I had a long conversation with a friend/client yesterday. She mentioned that she had been reviewing some of her old publishing contracts and discovered that she was entitled to a reversion of some of the songs in her catalogs. It is not unusual for songwriters, especially those who have been at this for awhile and have had multiple publishing deals to find out that there are elements of their contracts that they might not remember.
Reversion clauses in contracts can be tricky because they are sometimes limited in terms of the amount of time the writer has to notify the publisher to exercise the reversion.
I can think of other types of reversions; for example some recording contracts may feature a reversion of masters and all master license agreements essentially function the same way.

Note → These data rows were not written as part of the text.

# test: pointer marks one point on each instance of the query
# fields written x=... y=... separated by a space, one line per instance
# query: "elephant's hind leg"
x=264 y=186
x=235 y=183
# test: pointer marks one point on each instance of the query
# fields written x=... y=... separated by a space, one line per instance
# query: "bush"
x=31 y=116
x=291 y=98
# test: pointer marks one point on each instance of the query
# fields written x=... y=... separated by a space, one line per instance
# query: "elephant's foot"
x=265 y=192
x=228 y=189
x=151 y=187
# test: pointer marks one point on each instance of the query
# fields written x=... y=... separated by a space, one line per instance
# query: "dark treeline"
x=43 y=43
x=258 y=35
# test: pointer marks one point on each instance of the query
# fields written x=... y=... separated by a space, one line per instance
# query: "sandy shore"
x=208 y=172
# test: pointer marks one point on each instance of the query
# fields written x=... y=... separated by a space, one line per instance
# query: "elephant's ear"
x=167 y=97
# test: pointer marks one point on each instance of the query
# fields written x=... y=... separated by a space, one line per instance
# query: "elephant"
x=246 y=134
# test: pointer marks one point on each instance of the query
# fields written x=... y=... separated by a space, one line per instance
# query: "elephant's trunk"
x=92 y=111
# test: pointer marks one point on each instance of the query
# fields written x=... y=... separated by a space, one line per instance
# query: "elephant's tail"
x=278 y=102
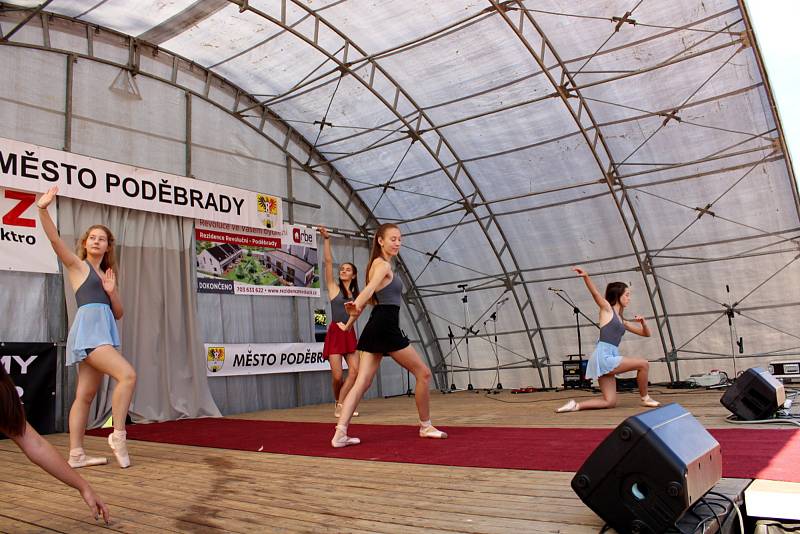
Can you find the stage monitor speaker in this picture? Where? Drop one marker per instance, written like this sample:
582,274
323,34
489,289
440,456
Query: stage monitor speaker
755,395
650,470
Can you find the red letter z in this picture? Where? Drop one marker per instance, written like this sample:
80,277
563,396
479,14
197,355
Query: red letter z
12,218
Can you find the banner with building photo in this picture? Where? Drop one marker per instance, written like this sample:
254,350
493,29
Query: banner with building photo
264,358
32,367
23,243
237,260
36,168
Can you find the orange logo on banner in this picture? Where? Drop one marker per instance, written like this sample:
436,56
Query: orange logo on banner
216,357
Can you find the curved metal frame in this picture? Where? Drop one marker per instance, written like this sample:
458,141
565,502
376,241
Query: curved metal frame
524,302
134,66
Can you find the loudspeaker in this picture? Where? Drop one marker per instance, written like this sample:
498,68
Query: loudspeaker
574,372
650,470
755,395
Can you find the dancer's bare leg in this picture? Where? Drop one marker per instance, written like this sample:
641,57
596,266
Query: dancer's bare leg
89,380
353,362
409,359
108,360
336,379
608,387
642,368
367,369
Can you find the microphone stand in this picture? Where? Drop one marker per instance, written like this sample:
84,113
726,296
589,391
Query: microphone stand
493,318
730,311
451,336
577,311
468,329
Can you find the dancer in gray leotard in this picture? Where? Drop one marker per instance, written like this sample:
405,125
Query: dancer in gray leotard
606,361
93,340
382,335
340,339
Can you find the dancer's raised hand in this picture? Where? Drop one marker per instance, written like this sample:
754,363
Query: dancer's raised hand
109,281
47,198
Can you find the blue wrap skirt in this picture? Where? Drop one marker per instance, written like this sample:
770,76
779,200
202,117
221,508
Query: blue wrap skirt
94,325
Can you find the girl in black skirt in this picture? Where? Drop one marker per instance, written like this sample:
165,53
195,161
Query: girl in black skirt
340,340
382,335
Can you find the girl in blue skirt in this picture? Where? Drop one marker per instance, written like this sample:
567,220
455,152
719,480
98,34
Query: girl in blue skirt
93,339
606,361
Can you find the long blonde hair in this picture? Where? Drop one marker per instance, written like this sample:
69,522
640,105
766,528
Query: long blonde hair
109,260
376,250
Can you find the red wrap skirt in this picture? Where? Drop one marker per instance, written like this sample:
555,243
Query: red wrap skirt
337,341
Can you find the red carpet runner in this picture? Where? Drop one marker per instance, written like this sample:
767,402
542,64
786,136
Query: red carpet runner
746,453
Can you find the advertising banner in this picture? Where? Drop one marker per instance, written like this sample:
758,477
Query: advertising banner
237,260
264,358
23,244
36,168
32,367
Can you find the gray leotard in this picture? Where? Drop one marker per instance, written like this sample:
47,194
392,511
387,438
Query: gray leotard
392,293
612,331
338,313
91,290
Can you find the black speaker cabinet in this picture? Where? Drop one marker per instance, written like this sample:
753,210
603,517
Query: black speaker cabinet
650,470
755,395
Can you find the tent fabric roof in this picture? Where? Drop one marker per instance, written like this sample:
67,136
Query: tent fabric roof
511,140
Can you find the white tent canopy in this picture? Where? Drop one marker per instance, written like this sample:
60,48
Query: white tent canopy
509,141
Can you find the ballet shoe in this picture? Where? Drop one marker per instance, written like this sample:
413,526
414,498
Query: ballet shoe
78,458
120,448
341,439
570,406
648,402
431,432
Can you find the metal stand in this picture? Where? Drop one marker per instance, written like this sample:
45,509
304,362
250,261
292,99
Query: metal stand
577,311
452,337
730,311
468,330
493,319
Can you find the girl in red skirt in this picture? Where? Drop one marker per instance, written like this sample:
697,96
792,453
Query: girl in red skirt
340,341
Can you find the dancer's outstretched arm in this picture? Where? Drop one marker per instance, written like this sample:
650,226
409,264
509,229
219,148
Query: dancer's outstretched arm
42,453
638,326
64,253
379,270
327,256
596,295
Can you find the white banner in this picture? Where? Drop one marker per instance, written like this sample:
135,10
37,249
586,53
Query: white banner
235,260
37,168
23,243
264,358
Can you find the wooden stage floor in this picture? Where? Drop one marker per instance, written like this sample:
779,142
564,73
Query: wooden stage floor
174,488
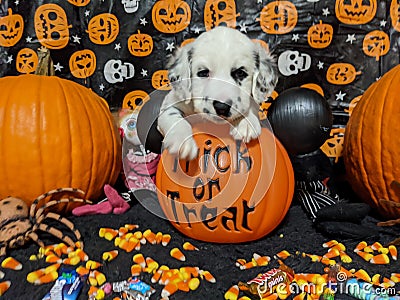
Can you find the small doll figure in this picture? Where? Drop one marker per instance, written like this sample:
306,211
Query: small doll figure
139,165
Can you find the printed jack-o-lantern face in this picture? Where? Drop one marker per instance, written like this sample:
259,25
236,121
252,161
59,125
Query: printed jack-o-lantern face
27,61
320,35
352,104
278,17
263,109
135,100
333,146
103,29
140,44
82,63
376,44
355,11
11,29
171,16
79,2
341,73
395,14
218,12
51,26
160,80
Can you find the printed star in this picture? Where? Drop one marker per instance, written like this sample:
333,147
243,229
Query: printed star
144,72
351,38
340,96
325,11
58,67
295,37
76,39
170,47
143,21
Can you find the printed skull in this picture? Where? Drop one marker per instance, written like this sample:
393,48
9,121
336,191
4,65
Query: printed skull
11,29
118,71
217,12
292,62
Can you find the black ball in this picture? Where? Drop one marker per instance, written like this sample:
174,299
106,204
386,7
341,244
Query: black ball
301,119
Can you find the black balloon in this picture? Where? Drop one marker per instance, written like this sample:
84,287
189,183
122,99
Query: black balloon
301,119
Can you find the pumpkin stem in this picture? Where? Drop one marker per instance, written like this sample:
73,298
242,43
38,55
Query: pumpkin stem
45,65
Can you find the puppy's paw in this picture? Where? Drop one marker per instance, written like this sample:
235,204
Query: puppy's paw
248,129
182,144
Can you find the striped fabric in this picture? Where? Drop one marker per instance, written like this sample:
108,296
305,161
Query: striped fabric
313,195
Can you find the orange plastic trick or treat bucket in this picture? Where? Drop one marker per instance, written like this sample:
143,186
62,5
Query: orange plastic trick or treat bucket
232,192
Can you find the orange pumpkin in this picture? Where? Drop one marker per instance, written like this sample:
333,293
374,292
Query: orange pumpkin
171,16
376,44
371,149
278,17
233,192
55,133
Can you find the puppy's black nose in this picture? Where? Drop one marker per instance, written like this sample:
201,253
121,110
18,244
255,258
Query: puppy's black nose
222,109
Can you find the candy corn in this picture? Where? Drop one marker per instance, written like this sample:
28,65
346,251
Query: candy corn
177,254
4,286
109,255
232,293
380,259
11,263
393,251
189,247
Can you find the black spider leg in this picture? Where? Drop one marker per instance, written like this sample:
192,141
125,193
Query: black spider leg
49,193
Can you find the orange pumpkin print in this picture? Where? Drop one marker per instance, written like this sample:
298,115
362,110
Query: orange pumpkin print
160,80
82,63
79,2
219,197
278,17
376,44
220,12
320,35
51,26
27,61
341,73
103,29
11,29
355,12
395,14
171,16
134,100
333,146
140,44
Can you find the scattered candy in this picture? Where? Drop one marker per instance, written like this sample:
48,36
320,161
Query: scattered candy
11,263
177,254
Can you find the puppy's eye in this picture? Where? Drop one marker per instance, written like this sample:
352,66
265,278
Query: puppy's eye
203,73
239,74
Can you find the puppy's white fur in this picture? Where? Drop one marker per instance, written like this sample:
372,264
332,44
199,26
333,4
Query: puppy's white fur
222,75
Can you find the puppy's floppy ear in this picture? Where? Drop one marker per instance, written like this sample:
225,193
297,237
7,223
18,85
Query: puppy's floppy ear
266,74
179,71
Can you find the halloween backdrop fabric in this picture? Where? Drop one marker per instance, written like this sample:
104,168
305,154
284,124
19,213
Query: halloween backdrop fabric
119,48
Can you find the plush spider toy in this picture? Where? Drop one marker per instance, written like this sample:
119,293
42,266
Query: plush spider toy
19,224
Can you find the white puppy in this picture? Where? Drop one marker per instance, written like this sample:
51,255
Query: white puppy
222,75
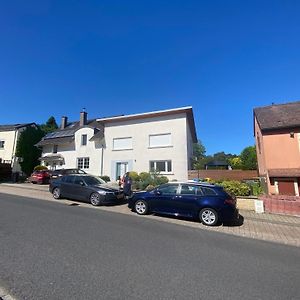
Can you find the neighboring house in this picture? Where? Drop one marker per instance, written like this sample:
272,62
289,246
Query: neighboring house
9,135
160,140
277,134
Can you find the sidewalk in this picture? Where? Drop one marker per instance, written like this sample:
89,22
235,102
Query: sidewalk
269,227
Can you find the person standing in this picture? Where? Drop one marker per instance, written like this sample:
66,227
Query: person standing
127,182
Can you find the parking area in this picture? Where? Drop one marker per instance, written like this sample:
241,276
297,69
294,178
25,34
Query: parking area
269,227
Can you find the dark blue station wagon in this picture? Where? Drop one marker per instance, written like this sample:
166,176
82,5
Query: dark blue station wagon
208,203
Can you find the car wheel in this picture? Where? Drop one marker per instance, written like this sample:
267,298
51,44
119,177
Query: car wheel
141,207
95,199
56,193
208,216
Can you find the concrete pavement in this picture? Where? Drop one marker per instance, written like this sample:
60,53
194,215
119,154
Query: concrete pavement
269,227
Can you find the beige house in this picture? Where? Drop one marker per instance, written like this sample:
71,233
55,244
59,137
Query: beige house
160,140
9,135
277,133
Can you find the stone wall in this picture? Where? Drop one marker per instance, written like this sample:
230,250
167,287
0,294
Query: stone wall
289,205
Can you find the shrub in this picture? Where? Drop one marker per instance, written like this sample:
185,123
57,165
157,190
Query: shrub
134,176
236,188
40,168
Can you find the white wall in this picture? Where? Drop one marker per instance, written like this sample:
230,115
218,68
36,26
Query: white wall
139,156
8,152
74,150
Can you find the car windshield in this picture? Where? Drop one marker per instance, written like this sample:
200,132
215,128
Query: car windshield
91,180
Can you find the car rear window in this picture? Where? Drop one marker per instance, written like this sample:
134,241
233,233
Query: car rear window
188,189
168,189
206,191
68,179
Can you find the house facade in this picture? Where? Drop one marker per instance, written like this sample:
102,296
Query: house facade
161,140
277,134
9,135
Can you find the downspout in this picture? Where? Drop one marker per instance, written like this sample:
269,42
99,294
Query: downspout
14,150
102,154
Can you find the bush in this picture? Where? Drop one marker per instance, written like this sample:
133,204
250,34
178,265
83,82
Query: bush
105,178
134,176
40,168
236,188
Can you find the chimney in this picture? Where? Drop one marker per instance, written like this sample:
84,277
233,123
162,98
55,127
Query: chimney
64,121
83,118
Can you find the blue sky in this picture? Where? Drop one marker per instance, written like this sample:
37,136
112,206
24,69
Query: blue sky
122,57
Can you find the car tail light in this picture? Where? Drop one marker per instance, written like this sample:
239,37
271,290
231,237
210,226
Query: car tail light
230,201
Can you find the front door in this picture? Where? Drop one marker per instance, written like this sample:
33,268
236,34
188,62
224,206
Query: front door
286,187
121,169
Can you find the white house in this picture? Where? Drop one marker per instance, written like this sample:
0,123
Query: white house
160,140
9,135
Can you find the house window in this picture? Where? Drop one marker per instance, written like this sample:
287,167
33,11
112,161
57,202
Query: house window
122,143
83,140
83,162
160,140
258,143
54,149
163,166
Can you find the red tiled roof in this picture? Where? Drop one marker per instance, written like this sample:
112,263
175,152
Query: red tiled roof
281,116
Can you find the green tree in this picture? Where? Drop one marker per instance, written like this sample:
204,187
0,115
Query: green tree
26,148
49,126
235,162
248,158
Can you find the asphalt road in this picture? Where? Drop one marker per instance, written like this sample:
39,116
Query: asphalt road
52,251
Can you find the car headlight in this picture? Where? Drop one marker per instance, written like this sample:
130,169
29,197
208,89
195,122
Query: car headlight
102,192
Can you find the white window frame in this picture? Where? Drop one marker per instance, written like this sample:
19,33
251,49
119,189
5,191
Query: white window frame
166,171
83,162
116,147
82,139
166,144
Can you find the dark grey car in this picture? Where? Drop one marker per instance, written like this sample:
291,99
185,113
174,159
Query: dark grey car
85,188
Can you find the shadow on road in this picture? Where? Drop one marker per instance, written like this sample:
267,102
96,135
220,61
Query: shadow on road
235,223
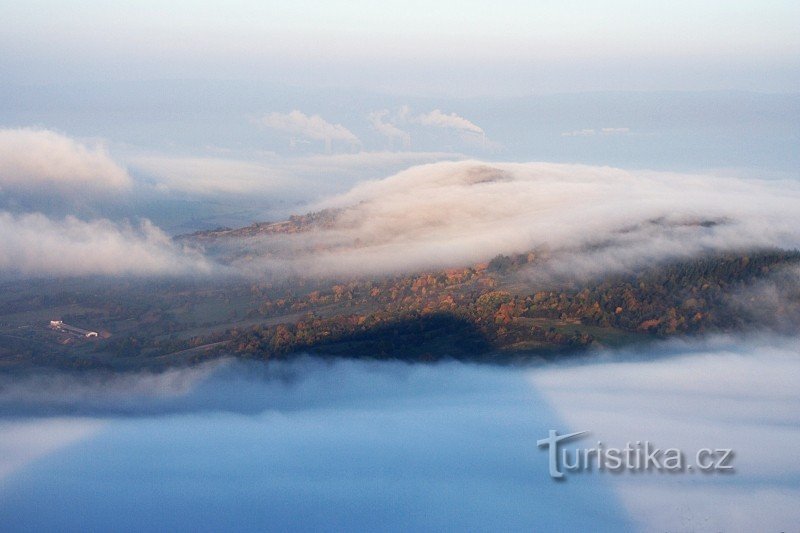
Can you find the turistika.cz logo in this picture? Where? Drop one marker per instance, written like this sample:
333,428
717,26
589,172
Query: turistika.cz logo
637,456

Again, the trick in all of these instances is that the artist has to take some affirmative action to get their materials back.
There are other dates to keep in mind. Old management contracts may contain sunset clauses-you don’t want to be paying commissions when it’s no longer required. Of course, all contracts have limitation periods after which one can no longer object to a statement or accounting.
Finally, as I have discussed before, with the coming onslaught of statutory terminations under the Copyright Act, keeping up with dates is going to be of more importance than ever before.
As a lawyer, I try to keep up with these important dates for my clients but it’s not always possible, especially when a client has changed attorneys, moved, etc. Therefore, it is important for all artists to undertake this process-of going back through their old contracts. You never know what you may discover.